年数経過した郊外住宅団地 DXで新たな価値を
大和ハウス工業は、4月17日から兵庫県三木市にある戸建て住宅団地「緑が丘ネオポリス」のコミュニティ施設において、仮想空間や遠隔地とつながる空間拡張システムを使い、コミュニティ活性化に関する実証実験を開始しました。1971年から入居が始まり、同世代がほぼ同時期に入居したことで、高齢化と人口流出、空き家の増加などといった課題に直面していました。地域住民とともに同社が三木市と連携しながら、住み続けられるまちを模索しています。
実証実験では、デジタル映像と自然音で仮想空間を再現する「XR技術」を採用。仮想現実や拡張現実などの技術を使い、現実世界と居心地の良い空間を演出することで、利用者数や発話量などへの影響を検証しています。また、コミュニティ施設と遠隔地を映像と音声でリアルタイムにつなぐことで、リモートによるコミュニケーションの快適性を確認します、2025年春まで続ける予定です。
郊外住宅団地とは、大都市周辺の分譲戸建て住宅団地のことで、都市周辺への人口流入が続いたバブル期までは数百戸の単位で戸建て住宅が供給されていました。その住宅団地も高齢化が進むとともに、人口減少で商店や小学校の閉校などによる生活の質が低下し、新規の住民流入を難しくしてきました。大和ハウスは、1962年から全国61カ所で大規模戸建て住宅団地「ネオポリス」を開発してきましたが、2015年にから住民、大学などの専門家と共に新たな価値づくりに取り組む「リブネスタウンプロジェクト」を行っています。8つのネオポリスがその対象で「緑が丘ネオポリス」もその一つです。
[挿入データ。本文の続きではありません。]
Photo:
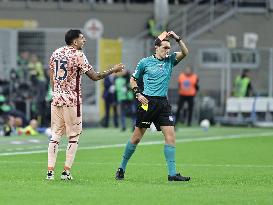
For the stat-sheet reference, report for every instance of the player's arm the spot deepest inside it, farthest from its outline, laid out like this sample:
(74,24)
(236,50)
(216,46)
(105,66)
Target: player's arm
(183,48)
(137,92)
(51,73)
(100,75)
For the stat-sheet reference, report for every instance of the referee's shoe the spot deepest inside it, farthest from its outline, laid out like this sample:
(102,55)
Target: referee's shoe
(178,177)
(120,174)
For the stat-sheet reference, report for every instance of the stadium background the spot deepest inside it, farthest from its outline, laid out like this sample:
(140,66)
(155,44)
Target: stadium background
(204,24)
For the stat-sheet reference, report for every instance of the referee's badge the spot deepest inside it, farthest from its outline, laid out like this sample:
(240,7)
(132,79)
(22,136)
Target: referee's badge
(144,107)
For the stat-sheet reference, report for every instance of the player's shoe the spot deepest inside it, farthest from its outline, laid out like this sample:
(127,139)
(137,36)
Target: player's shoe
(178,177)
(120,174)
(66,175)
(50,175)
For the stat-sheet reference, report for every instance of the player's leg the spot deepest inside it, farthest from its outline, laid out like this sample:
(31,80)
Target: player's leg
(190,109)
(129,151)
(169,152)
(57,126)
(73,124)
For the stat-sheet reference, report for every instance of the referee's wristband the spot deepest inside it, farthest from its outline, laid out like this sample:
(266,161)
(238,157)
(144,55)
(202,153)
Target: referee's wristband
(179,39)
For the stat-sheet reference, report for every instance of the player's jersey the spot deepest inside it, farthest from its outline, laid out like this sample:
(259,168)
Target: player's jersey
(155,74)
(68,65)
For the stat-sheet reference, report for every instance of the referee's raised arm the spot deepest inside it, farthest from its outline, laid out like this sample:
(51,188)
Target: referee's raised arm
(183,48)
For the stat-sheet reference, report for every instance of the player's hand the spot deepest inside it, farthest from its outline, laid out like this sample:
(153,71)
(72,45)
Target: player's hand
(118,68)
(142,99)
(173,35)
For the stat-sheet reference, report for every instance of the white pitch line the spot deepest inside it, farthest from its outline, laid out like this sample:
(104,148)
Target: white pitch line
(234,136)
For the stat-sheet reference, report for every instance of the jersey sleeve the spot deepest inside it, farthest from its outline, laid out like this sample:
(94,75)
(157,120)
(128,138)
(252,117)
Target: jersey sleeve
(83,63)
(51,63)
(139,70)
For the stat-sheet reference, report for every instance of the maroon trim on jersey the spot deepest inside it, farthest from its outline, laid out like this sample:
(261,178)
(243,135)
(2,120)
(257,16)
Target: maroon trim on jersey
(78,93)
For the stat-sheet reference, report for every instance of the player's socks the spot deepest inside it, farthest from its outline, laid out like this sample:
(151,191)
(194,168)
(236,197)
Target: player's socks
(53,147)
(169,151)
(129,150)
(71,152)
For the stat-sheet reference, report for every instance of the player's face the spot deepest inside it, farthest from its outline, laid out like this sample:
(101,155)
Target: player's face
(79,42)
(164,49)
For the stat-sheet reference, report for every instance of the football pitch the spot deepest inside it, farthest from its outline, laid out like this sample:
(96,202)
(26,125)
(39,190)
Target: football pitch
(226,165)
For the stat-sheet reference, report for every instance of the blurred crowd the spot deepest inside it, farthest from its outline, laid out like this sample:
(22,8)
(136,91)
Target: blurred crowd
(25,97)
(119,98)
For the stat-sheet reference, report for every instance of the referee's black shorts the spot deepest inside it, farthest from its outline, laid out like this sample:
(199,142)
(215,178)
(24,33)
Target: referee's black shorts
(158,111)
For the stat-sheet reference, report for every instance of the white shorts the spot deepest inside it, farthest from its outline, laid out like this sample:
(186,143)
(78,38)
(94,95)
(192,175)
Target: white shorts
(64,120)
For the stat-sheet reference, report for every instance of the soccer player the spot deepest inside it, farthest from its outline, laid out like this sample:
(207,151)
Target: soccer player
(153,106)
(67,65)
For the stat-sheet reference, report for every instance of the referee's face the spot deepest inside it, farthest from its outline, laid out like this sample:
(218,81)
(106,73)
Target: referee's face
(163,50)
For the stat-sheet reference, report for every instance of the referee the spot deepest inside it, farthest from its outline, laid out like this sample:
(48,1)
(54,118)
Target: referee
(153,106)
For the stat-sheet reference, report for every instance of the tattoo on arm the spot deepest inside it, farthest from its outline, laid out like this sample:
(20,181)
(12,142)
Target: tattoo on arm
(98,75)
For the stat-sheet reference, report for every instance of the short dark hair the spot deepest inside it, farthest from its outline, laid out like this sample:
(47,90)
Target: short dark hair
(71,35)
(158,41)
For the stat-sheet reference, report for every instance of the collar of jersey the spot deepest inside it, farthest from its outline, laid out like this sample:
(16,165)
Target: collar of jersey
(158,59)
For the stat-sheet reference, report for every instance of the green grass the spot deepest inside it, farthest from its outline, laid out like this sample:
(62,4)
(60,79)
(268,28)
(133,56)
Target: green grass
(227,166)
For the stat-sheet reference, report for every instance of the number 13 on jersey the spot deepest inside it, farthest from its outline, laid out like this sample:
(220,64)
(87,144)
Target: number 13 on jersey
(60,69)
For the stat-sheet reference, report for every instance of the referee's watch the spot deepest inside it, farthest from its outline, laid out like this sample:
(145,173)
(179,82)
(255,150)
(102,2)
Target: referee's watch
(179,39)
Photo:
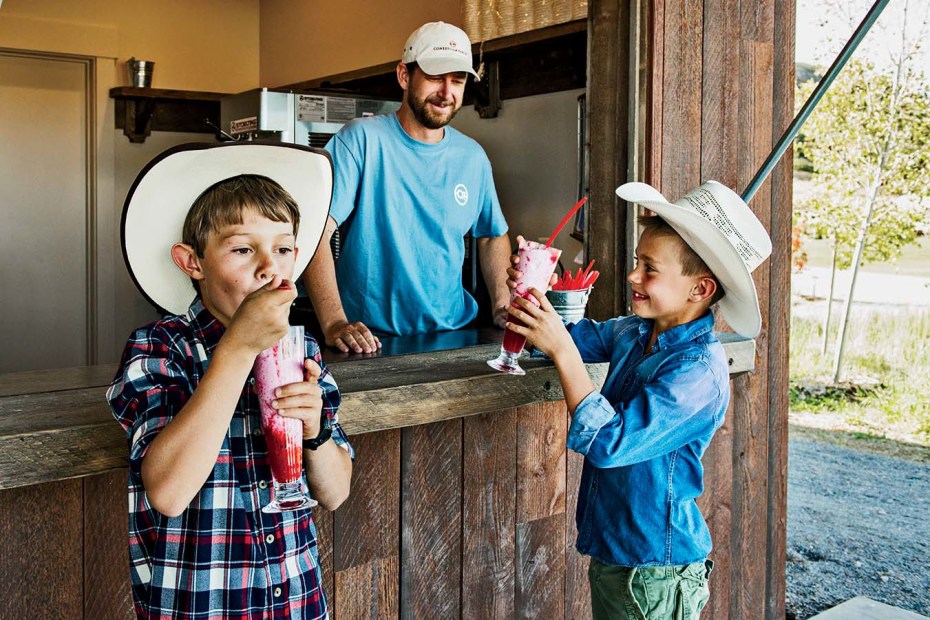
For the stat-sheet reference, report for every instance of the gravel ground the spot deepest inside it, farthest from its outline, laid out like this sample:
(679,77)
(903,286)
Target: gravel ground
(858,524)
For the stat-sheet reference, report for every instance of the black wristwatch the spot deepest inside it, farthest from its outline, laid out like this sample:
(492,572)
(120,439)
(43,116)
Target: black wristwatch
(326,432)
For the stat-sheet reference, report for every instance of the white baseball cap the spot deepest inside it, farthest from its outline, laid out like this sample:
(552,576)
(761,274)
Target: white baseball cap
(438,48)
(722,229)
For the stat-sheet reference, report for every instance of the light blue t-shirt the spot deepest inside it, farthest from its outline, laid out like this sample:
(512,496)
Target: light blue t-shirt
(403,208)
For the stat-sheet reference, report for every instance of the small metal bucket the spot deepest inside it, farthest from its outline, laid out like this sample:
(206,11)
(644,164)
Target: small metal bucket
(140,72)
(569,304)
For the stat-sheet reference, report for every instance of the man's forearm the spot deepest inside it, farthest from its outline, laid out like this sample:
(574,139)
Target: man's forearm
(494,257)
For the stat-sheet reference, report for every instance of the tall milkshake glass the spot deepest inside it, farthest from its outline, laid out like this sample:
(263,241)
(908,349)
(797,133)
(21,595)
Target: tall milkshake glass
(280,365)
(537,263)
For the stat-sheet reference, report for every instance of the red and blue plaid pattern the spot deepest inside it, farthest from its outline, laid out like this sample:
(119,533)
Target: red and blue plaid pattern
(222,557)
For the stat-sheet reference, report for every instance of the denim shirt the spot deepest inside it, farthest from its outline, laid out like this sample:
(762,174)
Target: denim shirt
(643,437)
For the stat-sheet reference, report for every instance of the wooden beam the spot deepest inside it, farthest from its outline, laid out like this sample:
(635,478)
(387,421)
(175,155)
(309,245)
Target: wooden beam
(609,104)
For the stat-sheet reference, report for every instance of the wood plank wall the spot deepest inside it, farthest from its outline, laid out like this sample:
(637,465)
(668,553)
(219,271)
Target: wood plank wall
(718,94)
(466,518)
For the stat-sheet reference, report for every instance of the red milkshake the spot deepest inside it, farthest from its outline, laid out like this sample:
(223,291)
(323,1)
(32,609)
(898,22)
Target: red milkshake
(280,365)
(537,264)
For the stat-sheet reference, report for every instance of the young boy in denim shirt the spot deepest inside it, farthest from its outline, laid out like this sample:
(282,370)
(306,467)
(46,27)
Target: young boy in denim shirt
(200,545)
(665,395)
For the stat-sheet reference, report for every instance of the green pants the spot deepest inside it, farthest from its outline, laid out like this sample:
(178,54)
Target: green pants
(650,593)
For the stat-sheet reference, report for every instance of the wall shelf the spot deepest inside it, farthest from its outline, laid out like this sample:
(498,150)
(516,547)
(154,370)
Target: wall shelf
(140,111)
(536,62)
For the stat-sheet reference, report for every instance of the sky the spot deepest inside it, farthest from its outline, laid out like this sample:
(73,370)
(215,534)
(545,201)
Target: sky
(824,27)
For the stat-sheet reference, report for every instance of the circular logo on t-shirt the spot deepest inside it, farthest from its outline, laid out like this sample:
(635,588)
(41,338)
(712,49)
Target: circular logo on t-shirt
(461,194)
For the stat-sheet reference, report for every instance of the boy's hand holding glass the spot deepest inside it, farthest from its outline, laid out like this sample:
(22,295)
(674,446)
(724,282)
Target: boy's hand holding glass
(283,389)
(543,327)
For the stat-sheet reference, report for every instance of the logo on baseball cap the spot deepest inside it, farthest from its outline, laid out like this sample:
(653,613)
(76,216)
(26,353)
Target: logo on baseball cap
(438,48)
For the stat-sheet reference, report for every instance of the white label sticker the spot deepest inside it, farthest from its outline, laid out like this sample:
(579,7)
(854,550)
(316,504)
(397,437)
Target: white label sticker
(243,125)
(311,108)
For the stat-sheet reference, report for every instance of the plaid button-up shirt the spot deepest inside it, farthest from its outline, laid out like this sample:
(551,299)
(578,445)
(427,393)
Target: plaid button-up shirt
(222,557)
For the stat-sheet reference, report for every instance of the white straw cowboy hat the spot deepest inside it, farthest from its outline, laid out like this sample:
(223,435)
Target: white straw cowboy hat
(725,233)
(162,194)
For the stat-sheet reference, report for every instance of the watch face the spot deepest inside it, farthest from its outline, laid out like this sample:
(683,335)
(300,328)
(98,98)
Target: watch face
(325,433)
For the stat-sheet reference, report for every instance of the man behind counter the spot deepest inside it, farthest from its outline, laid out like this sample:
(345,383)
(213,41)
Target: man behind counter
(407,189)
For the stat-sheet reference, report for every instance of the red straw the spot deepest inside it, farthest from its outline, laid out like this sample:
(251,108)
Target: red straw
(565,219)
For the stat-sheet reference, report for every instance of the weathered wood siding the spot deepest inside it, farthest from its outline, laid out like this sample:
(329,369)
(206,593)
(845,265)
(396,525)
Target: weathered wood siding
(470,518)
(717,93)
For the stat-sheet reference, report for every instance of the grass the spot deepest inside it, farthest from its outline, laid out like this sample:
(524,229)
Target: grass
(914,259)
(887,365)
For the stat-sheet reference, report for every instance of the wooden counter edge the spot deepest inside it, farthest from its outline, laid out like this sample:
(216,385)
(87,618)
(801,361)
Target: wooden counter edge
(99,445)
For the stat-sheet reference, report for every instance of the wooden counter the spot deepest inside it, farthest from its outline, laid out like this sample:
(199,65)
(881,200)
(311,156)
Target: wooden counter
(462,500)
(56,424)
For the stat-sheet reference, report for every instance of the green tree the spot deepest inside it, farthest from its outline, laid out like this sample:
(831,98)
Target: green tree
(868,143)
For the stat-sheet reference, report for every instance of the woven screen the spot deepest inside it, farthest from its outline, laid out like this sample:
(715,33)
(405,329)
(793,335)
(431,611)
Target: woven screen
(490,19)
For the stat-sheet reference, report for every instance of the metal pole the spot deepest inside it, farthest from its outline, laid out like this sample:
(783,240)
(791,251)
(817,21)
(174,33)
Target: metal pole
(814,99)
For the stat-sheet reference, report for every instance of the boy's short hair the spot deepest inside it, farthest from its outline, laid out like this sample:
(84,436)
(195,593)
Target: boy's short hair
(691,263)
(223,203)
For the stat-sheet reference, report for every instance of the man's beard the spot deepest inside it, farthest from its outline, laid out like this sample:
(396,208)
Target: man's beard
(428,117)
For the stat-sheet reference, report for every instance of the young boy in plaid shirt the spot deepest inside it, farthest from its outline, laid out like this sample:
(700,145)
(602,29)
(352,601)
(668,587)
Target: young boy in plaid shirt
(200,545)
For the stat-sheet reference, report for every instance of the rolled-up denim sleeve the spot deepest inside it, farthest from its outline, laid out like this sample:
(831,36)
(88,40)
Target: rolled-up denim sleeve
(667,413)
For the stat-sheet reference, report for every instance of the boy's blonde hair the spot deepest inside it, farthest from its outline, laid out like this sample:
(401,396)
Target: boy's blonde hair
(223,203)
(691,263)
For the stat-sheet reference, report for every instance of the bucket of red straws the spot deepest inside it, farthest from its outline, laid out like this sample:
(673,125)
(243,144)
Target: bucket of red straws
(569,295)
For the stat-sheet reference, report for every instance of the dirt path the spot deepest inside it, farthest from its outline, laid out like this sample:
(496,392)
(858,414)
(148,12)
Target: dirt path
(858,524)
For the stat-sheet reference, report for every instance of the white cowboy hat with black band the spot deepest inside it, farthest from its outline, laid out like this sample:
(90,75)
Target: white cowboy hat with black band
(722,229)
(162,194)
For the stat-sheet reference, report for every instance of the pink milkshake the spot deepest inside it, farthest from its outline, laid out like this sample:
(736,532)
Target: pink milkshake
(537,264)
(280,365)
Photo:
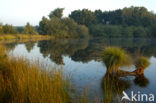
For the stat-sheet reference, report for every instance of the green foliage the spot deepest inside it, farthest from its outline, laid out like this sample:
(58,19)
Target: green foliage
(83,17)
(153,30)
(9,29)
(56,13)
(1,29)
(115,57)
(61,27)
(43,26)
(142,63)
(19,29)
(29,29)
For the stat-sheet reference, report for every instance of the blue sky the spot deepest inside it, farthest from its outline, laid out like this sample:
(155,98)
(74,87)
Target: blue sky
(18,12)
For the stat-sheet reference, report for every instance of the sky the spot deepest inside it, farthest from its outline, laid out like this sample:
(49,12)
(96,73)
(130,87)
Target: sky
(19,12)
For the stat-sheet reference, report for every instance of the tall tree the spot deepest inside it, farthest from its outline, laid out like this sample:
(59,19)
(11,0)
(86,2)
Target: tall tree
(83,17)
(42,29)
(9,29)
(29,29)
(56,13)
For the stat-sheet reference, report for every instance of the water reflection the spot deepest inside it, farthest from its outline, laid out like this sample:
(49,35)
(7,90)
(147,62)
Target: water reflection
(86,50)
(141,81)
(58,48)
DX(デジタル・トランスフォーメーション)は、こうした郊外住宅団地に新たな価値をもたらす可能性があります。
息の長い取り組みの必要性を自覚
2024年1月27日、みらい価値共創センター「コトクリエ」(奈良県奈良市)で「ネオポリスサミット2024~ネオポリスの再耕に向けて~」を開催しています。それぞれの住宅団地の住民が会場で約120人、サテライトで約120人が参加。会場では7つの団地住民代表者が、それぞれのまちで抱える課題や取り組み、今後の展望などを発表しました。芳井敬一・大和ハウス社長のほか、主な役員も会場に足を運びました。芳井社長は、今後もネオポリスサミットを開催していくことを明言し、息の長い取り組みとして取り組んでいくこととしました。
さて、民間企業である大和ハウスが、すぐにビジネスにはならない取り組みを行うのはどうしてでしょうか。一つは、社会的に新しい住宅を作って終わりというビジネスで成長するという図式が成り立たなくなりつつあることです。今の新築の供給自体に批判があることは、過去の空き家の記事でも触れています。
そして、もう一つは過去に供給した住宅に対する社会的な責任を果たすことです。大和ハウスは、2024年3月期に売上高5兆円の企業となりました。これは住宅・不動産業界では初めてのことです。業界を代表する企業であり、社会的責任を無視して規模を拡大することはできません。「リブネスタウンプロジェクト」を開始した際も、最初の住民の態度は「何をしにきたのか」という冷ややかなものだったようですが、企業としての本気度が伝わるにつれて取り組みが全国に広がっていったそうです。
もちろん、住宅団地の課題解消を模索する中で、新たなビジネスのタネが生まれるかもしれないという企業としての期待もあります。今回の実証実験も、こうした流れの一環なのだと思います。